Anti-vaxxers claim that their protests are about vaccine safety. During the protests, against all scientific evidence (which they also encourage us to ignore), they have made unfounded claims about the vaccine, and they say the vaccine kills people so we shouldn’t use it – have they not noticed that Covid-19 kills people. If I’d been present I’d have liked to have said to them “Ok, I want figures, citations, references and peer-reviewed evidence”.
They claim it’s about civil rights, shouting “we want our freedom back” – but as previously regarding face masks and lockdowns, what civil rights, what freedoms have been taken away exactly? To this end what right have they got to tell us whether we should have a vaccine, what right have they got to try to deny it to those of us who want it, to try to intimidate and scare people at vaccination centres and buses into not having it – if you don’t want it shut up and take your chances. At the end of the day it’s mostly people just protesting against rules: their egos can’t stand being told that they’ve got to do something, or can’t do whatever they want to do. Others, of course, just want to cause trouble for the hell of it, to show how big and clever they think they are.

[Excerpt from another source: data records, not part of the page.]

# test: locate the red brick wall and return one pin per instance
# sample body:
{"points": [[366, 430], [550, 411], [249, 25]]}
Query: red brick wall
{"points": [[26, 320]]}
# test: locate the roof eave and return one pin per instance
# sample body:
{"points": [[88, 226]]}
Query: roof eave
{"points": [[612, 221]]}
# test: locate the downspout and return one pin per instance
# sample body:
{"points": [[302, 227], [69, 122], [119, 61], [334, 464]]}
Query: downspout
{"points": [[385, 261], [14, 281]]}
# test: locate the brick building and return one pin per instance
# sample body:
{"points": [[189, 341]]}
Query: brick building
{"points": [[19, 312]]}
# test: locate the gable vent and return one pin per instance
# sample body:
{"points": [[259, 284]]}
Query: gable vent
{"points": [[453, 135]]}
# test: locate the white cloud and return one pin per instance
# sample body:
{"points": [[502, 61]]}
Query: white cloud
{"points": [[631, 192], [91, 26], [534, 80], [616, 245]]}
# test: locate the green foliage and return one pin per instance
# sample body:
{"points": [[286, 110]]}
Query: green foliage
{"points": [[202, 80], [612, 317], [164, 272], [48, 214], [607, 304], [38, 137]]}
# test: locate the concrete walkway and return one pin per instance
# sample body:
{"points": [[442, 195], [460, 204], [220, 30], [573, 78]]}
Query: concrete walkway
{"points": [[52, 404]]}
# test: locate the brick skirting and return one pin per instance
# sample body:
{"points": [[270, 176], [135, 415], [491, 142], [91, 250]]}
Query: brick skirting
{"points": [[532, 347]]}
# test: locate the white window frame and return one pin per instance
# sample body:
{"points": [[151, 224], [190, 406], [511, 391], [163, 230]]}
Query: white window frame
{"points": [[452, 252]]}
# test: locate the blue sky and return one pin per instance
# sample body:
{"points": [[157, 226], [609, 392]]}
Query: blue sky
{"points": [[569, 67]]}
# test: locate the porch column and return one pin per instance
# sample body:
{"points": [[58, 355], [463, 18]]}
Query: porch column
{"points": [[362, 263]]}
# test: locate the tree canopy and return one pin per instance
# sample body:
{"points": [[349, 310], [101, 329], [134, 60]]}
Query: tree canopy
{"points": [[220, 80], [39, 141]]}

Some of them though are just selfish and arrogant – someone who does work for us told me that a friend of his was going to have his vaccine “under protest” because “why should I have it just to suit other people.” Then many of them are simply afraid of looking weak, still insisting that they don’t need protection, that they’re too tough to catch it, be affected by it or pass it to their family.
If too many people refuse to be vaccinated against SARS-CoV-2 then it will keep circulating amongst those who aren’t immune and we live like this forever; wearing facemasks and queueing in cow sheds every six months. Thankfully most of us actually want our freedom from Covid-19 so the anti-vaxxers won’t win.
“why should I have it just to suit other people.” That is the attitude that is causing the most harm. In a society we have to do a lot of things for the common good and that’s just how it is.
I have not had my shots yet, in Australia things are progressing more slowly, probably because we are largely covid free. Most cases seem to come from returned travellers now.
I do intend to get vaccinated but do confess to being a bit worried because the only vaccine being offered to my age group is Astra Zeneca. I’m over 60 but still a bit concerned about the blood clotting issue.
I know what you mean, it’s disheartening the number of people who won’t do things for, as you say, the common good.